Fruit and Vegetable Waste Management Through Co-Digestion with Local Market Wastewater: Operating Conditions and System Kinetics

Environmental pollution from fruit and vegetable waste (FVW) produced by local markets in South Africa is inevitable. Nevertheless, the current management strategy of disposing of FVWs in landfills contributes to the emission of greenhouse gases. Therefore, valorizing agricultural waste into bioenergy is critical for achieving zero waste and reducing the carbon footprint. In this study, parametric optimization of the co-digestion of FVWs with market wastewater (MW) was conducted using the Box–Behnken design (BBD) adapted from response surface methodology (RSM). The study identified optimal combinations of process variables, i.e., temperature, pH, hydraulic retention time (HRT), and organic loading rate (OLR), to produce biogas while reducing volatile solids (VS) and chemical oxygen demand (COD) from wastewater. At optimal operating conditions of 40°C, HRT of 10 days, pH of 7.2, and an OLR of 3.98 kg VS·m⁻³·day⁻¹, a desirability of 100% was achieved. A biogas production rate of 717 mL·day⁻¹ was reported, with VS and COD removals of 73.37% and 79.24%, respectively. The robustness of the predictive models developed using RSM was corroborated by R² values greater than 0.9 for all output variables.

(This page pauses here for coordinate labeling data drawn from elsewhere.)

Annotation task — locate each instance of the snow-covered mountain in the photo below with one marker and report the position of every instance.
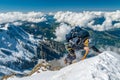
(105, 66)
(17, 48)
(27, 37)
(20, 50)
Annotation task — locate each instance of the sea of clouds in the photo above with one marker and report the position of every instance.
(83, 19)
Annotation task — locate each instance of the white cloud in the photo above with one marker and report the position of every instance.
(14, 16)
(61, 31)
(85, 19)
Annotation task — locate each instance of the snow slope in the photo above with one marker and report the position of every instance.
(105, 66)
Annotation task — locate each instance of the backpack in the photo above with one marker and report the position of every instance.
(77, 33)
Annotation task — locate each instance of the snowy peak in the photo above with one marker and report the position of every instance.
(105, 66)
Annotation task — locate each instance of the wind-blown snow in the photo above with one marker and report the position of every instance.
(102, 67)
(15, 16)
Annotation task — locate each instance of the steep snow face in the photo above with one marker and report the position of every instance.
(105, 66)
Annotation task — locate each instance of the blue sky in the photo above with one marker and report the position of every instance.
(58, 5)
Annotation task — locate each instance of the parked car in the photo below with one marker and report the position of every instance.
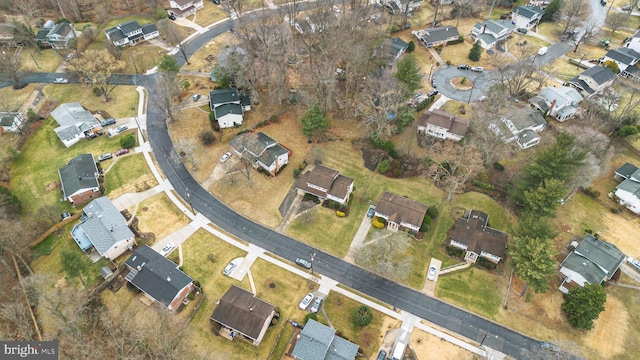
(371, 211)
(167, 249)
(431, 275)
(316, 305)
(108, 121)
(229, 268)
(225, 157)
(104, 157)
(304, 303)
(304, 263)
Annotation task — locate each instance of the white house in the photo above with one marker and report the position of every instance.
(11, 121)
(527, 16)
(263, 151)
(443, 125)
(74, 123)
(521, 126)
(183, 8)
(491, 32)
(560, 103)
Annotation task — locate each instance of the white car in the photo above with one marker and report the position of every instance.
(167, 249)
(229, 268)
(304, 303)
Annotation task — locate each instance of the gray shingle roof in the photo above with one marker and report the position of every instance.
(319, 342)
(104, 225)
(158, 276)
(80, 173)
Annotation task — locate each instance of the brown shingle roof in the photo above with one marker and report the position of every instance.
(243, 312)
(399, 208)
(443, 119)
(474, 232)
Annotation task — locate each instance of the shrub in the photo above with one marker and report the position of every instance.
(362, 316)
(432, 212)
(128, 141)
(207, 137)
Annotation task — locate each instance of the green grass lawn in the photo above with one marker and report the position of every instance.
(473, 289)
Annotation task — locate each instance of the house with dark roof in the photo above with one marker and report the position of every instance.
(437, 36)
(240, 314)
(593, 261)
(521, 126)
(400, 212)
(491, 32)
(261, 150)
(228, 106)
(320, 342)
(527, 16)
(104, 229)
(74, 123)
(593, 81)
(560, 103)
(131, 33)
(79, 180)
(11, 121)
(158, 278)
(442, 124)
(326, 183)
(184, 8)
(624, 57)
(472, 234)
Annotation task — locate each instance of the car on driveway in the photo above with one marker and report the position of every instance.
(167, 249)
(229, 268)
(304, 303)
(304, 263)
(225, 157)
(431, 274)
(104, 157)
(316, 305)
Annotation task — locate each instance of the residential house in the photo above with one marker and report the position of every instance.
(593, 261)
(320, 342)
(103, 228)
(625, 58)
(628, 191)
(11, 121)
(491, 32)
(443, 125)
(158, 278)
(593, 81)
(400, 212)
(263, 151)
(527, 16)
(131, 33)
(521, 126)
(184, 8)
(437, 36)
(229, 106)
(74, 123)
(560, 103)
(240, 313)
(633, 42)
(326, 183)
(79, 180)
(472, 234)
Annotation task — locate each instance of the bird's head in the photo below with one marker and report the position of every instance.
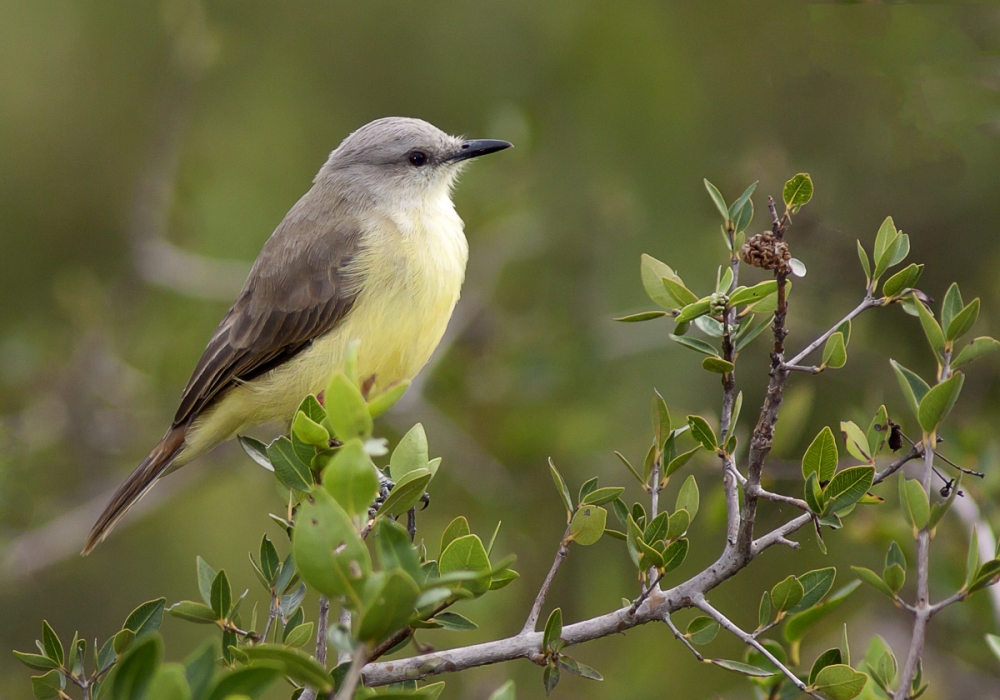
(398, 159)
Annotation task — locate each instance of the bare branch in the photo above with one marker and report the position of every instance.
(730, 627)
(681, 638)
(536, 608)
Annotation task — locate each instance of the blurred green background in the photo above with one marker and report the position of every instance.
(148, 149)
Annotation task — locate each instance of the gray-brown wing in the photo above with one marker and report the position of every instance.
(301, 286)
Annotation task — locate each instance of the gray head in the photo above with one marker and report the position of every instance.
(400, 159)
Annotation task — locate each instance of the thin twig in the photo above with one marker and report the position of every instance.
(733, 629)
(536, 608)
(353, 676)
(321, 628)
(681, 638)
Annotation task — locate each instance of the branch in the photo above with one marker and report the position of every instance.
(536, 608)
(746, 638)
(681, 638)
(923, 611)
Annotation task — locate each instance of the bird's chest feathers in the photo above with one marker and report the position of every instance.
(413, 276)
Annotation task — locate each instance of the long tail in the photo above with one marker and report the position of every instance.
(136, 486)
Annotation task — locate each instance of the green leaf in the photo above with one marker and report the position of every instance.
(389, 608)
(865, 265)
(661, 420)
(411, 453)
(599, 497)
(952, 304)
(309, 431)
(36, 661)
(693, 311)
(206, 574)
(694, 344)
(388, 398)
(553, 629)
(963, 321)
(974, 350)
(47, 685)
(799, 623)
(914, 388)
(840, 682)
(145, 620)
(297, 665)
(221, 595)
(407, 492)
(678, 524)
(813, 494)
(750, 295)
(827, 658)
(455, 622)
(688, 497)
(742, 219)
(256, 450)
(797, 192)
(815, 585)
(674, 555)
(246, 681)
(459, 527)
(289, 469)
(51, 644)
(742, 668)
(856, 441)
(330, 555)
(939, 509)
(703, 433)
(717, 199)
(681, 294)
(786, 594)
(835, 352)
(906, 278)
(193, 612)
(346, 410)
(873, 580)
(351, 479)
(878, 432)
(679, 461)
(938, 402)
(641, 316)
(933, 332)
(914, 502)
(702, 630)
(764, 611)
(847, 488)
(467, 554)
(653, 272)
(395, 551)
(562, 489)
(136, 669)
(821, 456)
(891, 254)
(986, 576)
(587, 524)
(886, 234)
(717, 365)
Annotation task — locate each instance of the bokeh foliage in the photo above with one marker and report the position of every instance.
(616, 114)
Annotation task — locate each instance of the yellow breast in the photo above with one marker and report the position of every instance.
(413, 266)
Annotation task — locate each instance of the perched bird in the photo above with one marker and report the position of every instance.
(374, 251)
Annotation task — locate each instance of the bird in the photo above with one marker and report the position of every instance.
(374, 253)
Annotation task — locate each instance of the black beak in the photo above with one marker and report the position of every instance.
(479, 147)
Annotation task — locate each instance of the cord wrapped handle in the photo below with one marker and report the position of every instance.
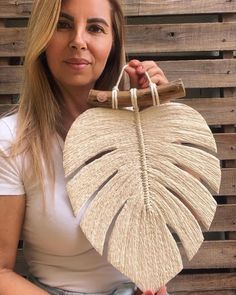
(133, 92)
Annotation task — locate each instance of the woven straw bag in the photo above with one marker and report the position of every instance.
(143, 175)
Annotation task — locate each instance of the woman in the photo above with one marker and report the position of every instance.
(72, 47)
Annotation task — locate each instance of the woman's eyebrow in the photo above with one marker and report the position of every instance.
(65, 15)
(97, 20)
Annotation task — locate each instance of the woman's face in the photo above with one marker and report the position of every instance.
(80, 46)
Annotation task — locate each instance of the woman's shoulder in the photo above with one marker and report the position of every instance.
(8, 127)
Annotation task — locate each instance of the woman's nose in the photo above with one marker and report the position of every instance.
(78, 41)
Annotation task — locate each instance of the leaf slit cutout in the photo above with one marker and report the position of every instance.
(92, 197)
(186, 204)
(143, 159)
(92, 159)
(110, 229)
(194, 174)
(205, 149)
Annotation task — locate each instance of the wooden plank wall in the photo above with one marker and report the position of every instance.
(190, 39)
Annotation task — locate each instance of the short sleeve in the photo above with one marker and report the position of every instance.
(10, 168)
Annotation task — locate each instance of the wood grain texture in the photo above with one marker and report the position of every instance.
(180, 37)
(202, 282)
(216, 111)
(22, 8)
(170, 7)
(226, 146)
(213, 254)
(225, 219)
(228, 182)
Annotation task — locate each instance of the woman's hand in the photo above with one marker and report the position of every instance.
(136, 71)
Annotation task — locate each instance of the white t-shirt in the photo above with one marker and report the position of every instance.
(55, 249)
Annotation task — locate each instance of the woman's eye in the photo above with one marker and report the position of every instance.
(63, 25)
(96, 29)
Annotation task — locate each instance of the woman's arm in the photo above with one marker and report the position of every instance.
(12, 210)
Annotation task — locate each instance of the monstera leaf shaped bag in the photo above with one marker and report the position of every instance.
(141, 176)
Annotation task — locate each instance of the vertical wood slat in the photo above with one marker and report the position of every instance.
(228, 93)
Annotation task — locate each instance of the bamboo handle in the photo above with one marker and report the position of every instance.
(172, 90)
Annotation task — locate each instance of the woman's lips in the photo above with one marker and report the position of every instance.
(77, 63)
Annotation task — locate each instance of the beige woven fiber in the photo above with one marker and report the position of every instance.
(140, 174)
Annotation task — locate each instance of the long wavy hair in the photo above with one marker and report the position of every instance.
(39, 102)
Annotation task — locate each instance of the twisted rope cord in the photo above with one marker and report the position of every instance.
(133, 91)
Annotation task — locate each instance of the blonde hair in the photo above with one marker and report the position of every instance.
(40, 100)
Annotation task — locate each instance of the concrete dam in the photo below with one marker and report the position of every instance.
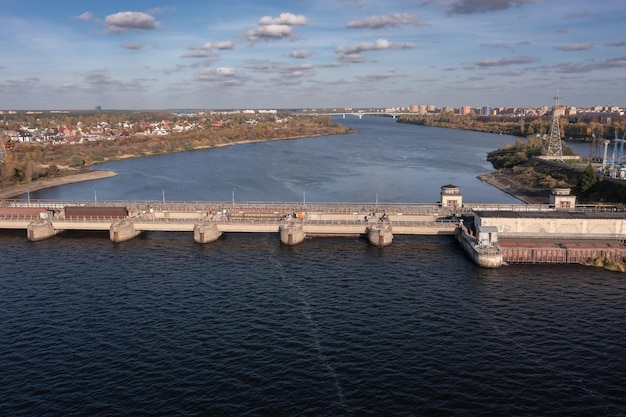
(491, 234)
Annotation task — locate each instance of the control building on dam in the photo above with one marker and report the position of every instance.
(492, 234)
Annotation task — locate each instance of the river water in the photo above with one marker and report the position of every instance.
(160, 325)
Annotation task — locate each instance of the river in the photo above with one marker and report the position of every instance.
(245, 326)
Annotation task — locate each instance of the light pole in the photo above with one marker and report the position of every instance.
(376, 200)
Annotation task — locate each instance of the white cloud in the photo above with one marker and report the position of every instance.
(287, 19)
(122, 21)
(86, 17)
(381, 22)
(301, 54)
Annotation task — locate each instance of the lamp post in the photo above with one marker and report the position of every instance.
(376, 200)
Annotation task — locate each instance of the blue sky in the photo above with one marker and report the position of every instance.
(210, 54)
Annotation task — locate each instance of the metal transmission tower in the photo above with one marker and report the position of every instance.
(3, 152)
(552, 148)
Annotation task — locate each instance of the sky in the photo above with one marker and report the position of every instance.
(278, 54)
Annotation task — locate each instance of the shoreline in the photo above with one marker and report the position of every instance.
(82, 176)
(525, 194)
(90, 175)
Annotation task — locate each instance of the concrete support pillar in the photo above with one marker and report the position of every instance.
(206, 232)
(122, 231)
(291, 234)
(40, 230)
(380, 235)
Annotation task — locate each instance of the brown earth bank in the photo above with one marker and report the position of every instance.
(532, 181)
(17, 190)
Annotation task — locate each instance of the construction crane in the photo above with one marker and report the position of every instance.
(552, 147)
(617, 163)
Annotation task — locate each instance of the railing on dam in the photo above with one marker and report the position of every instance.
(230, 206)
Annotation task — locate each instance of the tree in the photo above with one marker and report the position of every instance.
(587, 179)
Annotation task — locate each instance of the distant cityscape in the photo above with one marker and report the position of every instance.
(57, 130)
(419, 109)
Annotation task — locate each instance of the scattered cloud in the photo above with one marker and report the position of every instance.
(222, 77)
(575, 47)
(198, 53)
(382, 22)
(617, 44)
(301, 54)
(500, 62)
(275, 27)
(580, 15)
(98, 80)
(484, 6)
(286, 19)
(20, 85)
(123, 21)
(132, 46)
(495, 45)
(382, 76)
(378, 45)
(286, 71)
(222, 46)
(85, 17)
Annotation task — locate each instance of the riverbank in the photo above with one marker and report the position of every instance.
(81, 176)
(513, 187)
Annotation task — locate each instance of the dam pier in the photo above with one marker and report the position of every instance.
(491, 234)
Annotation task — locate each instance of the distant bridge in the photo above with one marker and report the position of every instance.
(357, 114)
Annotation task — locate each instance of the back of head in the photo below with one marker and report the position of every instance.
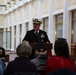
(36, 21)
(41, 49)
(61, 47)
(24, 49)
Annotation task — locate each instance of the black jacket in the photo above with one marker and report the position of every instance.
(20, 65)
(32, 37)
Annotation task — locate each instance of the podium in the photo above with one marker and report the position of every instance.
(48, 47)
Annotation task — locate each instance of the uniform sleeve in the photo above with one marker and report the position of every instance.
(26, 37)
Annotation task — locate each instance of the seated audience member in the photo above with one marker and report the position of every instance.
(62, 58)
(21, 64)
(40, 60)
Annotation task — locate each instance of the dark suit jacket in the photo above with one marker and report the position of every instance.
(20, 64)
(32, 37)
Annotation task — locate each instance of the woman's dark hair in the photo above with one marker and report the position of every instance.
(61, 47)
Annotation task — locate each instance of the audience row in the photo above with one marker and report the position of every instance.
(22, 64)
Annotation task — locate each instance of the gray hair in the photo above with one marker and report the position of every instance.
(24, 49)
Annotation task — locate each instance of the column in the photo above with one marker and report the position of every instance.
(66, 22)
(30, 16)
(23, 22)
(51, 32)
(12, 36)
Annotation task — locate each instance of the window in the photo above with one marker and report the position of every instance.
(45, 24)
(73, 30)
(59, 26)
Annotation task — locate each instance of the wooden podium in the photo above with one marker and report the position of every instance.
(48, 47)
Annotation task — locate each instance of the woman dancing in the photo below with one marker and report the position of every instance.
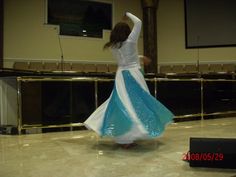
(131, 112)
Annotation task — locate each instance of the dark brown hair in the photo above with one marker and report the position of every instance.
(118, 35)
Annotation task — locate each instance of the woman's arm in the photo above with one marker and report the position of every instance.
(137, 27)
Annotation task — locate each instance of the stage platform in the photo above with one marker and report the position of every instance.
(83, 153)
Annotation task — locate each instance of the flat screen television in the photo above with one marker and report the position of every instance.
(80, 17)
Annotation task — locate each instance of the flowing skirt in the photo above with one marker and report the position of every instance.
(131, 112)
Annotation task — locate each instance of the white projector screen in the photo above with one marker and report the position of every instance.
(210, 23)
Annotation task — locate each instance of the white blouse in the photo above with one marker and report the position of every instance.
(127, 55)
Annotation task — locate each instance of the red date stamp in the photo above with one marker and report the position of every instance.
(203, 156)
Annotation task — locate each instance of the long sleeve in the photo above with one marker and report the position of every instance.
(136, 29)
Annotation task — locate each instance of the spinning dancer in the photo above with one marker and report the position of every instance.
(131, 112)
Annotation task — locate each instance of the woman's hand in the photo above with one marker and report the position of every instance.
(125, 17)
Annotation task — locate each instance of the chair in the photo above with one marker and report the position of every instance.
(21, 65)
(203, 68)
(191, 68)
(102, 68)
(165, 69)
(36, 66)
(228, 67)
(89, 68)
(215, 68)
(112, 68)
(79, 67)
(178, 69)
(66, 67)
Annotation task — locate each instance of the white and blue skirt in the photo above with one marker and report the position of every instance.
(131, 112)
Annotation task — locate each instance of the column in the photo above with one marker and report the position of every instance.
(150, 33)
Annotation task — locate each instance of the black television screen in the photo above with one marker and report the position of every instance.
(210, 23)
(80, 17)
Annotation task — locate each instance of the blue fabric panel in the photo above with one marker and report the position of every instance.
(117, 121)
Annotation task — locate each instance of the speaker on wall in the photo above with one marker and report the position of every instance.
(212, 152)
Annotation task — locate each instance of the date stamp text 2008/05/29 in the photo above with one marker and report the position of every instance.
(206, 156)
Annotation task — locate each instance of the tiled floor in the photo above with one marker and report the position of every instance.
(84, 154)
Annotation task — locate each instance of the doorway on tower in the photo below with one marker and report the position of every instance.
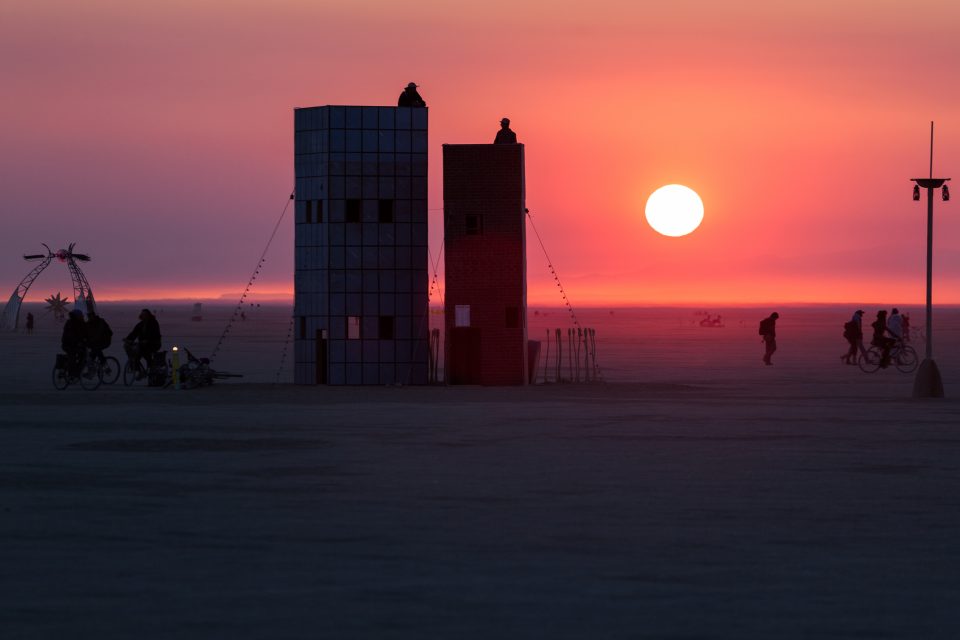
(464, 367)
(322, 365)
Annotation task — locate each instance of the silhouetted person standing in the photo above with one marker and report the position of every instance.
(768, 329)
(74, 342)
(853, 332)
(505, 135)
(411, 97)
(880, 338)
(99, 335)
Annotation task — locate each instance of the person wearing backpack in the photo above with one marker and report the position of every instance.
(768, 329)
(99, 335)
(853, 333)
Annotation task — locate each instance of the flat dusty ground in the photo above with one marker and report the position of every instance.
(797, 501)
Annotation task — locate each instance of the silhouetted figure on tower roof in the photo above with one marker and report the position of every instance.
(505, 135)
(411, 97)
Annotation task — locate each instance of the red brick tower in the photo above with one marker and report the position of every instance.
(486, 265)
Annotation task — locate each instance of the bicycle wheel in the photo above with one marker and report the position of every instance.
(869, 360)
(906, 360)
(110, 369)
(90, 376)
(60, 379)
(129, 373)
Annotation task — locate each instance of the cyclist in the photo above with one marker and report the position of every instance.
(99, 335)
(74, 342)
(880, 338)
(143, 341)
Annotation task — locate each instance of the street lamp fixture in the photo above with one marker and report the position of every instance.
(928, 383)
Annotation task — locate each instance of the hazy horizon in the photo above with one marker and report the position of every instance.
(161, 142)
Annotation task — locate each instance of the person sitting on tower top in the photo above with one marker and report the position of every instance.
(505, 135)
(411, 97)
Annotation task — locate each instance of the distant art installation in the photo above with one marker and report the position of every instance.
(82, 294)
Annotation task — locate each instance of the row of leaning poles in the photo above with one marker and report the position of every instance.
(579, 364)
(82, 293)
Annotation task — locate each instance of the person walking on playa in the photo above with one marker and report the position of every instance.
(880, 338)
(853, 332)
(768, 329)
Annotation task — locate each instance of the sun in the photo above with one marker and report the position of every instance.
(674, 210)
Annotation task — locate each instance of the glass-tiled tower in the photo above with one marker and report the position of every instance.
(360, 289)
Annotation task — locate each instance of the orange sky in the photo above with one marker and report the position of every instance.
(159, 137)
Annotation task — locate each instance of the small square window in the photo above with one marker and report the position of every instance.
(352, 213)
(474, 225)
(353, 327)
(386, 328)
(385, 211)
(461, 315)
(512, 317)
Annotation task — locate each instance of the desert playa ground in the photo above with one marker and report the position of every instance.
(692, 494)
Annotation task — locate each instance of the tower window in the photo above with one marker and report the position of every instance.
(353, 211)
(386, 328)
(474, 225)
(461, 315)
(353, 327)
(512, 318)
(385, 211)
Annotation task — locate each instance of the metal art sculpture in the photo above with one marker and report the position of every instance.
(57, 306)
(82, 294)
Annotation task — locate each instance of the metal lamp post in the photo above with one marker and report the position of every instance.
(928, 383)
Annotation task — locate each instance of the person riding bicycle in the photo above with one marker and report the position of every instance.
(880, 338)
(144, 340)
(99, 335)
(74, 342)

The Modified Gompertz model was well-fitted to the experimental data, yielding an R² of 0.995 and a lower root mean square error (RMSE) of 21.08. The findings of the present study suggest that the valorization of FVW through co-digestion with wastewater can be considered a promising, environmentally sustainable technology for agro-waste management and bioenergy production.